The best safety device you can get is common sense when using the cooker and switch off the gas at the bottle at night or when not in use and someone is resting below.

I was talking to someone on a trade stand at one of the shows a few years ago, who said that pumping the bilge after a gas leak won't achieve much because bilge pumps are designed to pump water, not gas. Any thoughts?
 
Isn't FFD on gas appliances in a boat essential in they eyes of your insurer?

Not sure about wording on policy, but did not come up on last insurance survey, so guess even the surveyor didn't have a problem with it. He did have a problem with the gas box though, so must view this as rather more important.
 
On your own head be it. Just don't berth or anchor near me.

You had better let me and all the others who no not have FFDs on all burners know how we will recognise you then.
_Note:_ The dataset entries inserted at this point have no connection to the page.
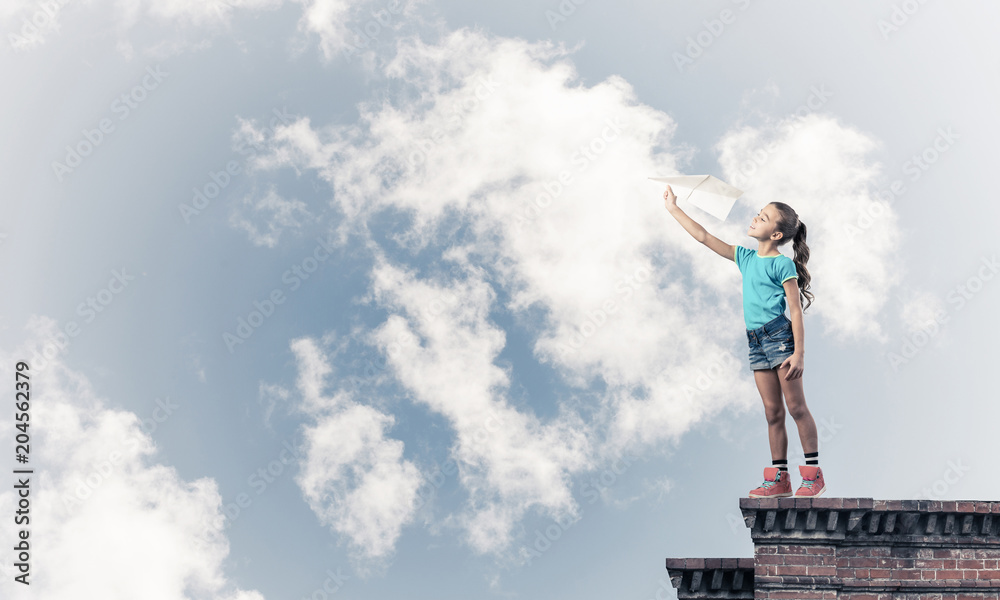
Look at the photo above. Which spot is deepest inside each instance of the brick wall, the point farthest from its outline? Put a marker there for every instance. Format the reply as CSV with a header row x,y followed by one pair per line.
x,y
865,549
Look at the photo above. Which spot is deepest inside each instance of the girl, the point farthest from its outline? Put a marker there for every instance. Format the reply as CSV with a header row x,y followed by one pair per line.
x,y
777,356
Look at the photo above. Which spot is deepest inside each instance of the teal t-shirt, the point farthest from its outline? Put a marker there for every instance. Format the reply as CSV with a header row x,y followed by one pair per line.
x,y
763,277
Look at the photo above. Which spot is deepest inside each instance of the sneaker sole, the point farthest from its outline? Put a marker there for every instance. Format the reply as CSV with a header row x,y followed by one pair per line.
x,y
819,493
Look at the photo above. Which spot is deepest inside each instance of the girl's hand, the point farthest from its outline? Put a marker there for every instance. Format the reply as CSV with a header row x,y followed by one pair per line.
x,y
796,365
669,198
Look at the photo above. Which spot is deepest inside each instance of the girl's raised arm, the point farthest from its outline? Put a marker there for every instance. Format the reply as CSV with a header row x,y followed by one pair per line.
x,y
696,230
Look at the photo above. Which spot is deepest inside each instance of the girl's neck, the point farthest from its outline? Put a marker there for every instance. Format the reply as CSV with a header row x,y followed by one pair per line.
x,y
767,248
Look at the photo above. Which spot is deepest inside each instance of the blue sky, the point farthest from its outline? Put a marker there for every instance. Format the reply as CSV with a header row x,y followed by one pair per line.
x,y
410,319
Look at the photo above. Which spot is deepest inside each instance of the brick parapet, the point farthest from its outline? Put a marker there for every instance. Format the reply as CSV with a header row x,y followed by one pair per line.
x,y
858,549
703,578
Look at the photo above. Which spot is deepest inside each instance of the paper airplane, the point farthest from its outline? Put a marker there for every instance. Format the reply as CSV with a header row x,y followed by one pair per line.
x,y
712,195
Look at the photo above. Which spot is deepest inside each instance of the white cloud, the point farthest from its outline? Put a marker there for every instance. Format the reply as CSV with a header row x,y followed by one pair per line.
x,y
98,499
488,130
821,168
527,182
265,218
355,29
441,345
353,477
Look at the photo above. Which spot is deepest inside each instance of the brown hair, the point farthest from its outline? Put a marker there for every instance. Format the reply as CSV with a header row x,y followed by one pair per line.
x,y
792,228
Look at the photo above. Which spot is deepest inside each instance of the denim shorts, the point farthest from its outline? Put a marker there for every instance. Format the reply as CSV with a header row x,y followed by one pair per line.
x,y
771,343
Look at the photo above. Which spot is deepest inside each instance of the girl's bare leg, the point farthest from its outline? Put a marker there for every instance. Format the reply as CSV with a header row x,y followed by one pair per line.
x,y
795,399
774,411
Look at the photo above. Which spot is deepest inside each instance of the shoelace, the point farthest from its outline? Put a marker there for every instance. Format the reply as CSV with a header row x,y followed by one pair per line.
x,y
768,483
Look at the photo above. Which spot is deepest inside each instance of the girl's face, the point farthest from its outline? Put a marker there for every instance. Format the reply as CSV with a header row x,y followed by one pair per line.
x,y
764,224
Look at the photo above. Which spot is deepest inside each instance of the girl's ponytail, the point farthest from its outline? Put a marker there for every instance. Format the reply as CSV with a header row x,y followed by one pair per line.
x,y
792,228
801,250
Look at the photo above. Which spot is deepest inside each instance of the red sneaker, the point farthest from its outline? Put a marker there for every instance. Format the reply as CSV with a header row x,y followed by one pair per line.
x,y
812,482
777,484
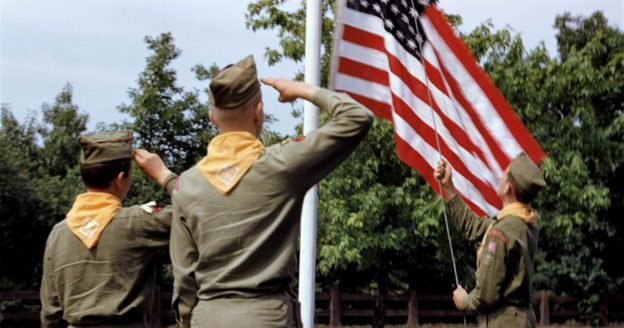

Remember the Vanessa cooker was the popular cooker until some time after 2000 and that did not have FFDs on the grill or hob burners. There will still be a lot of them about

You are not being very helpful. I need a cooker, two burners and grill, that will fit the available space, About 470mm wide and 270mm deep. Which one do I buy?

Since you say that FFDs are essential perhaps you can quantify the danger.
If the cooker is in use I am right next to it using it so the chances of a flame failure going unnoticed for long is almost non existent but even if it did how much gas would have to be released into the cabin to create a potentially dangerous situation. There will be a tendency for the released gas to fall to the floor , at least initially where there is no source of ignition but suppose it was all stirred up to reach the likely source of ignition... me relighting the burner probably, just how much gas would be required to make that an explosive mixture and how long would it take for that much gas to be released.

When the cooker is not in use I shut the local isolating valve so no problems then. I am also thinking of fitting an electrically operated valve local to the gas bottle.

I await your recommendation for a cooker that has the FFDs you consider essential and some arithmetic that supports your assertion.
 
I was talking to someone on a trade stand at one of the shows a few years ago, who said that pumping the bilge after a gas leak won't achieve much because bilge pumps are designed to pump water, not gas. Any thoughts?

Absolutely, not only unlikely to pump air and gas efficiently but to be effective you would have to pump several times the volume of the bilges (up to 10 times probably) Work out how long that will take.
The only effective method of ventilating the bilges would be with a fan.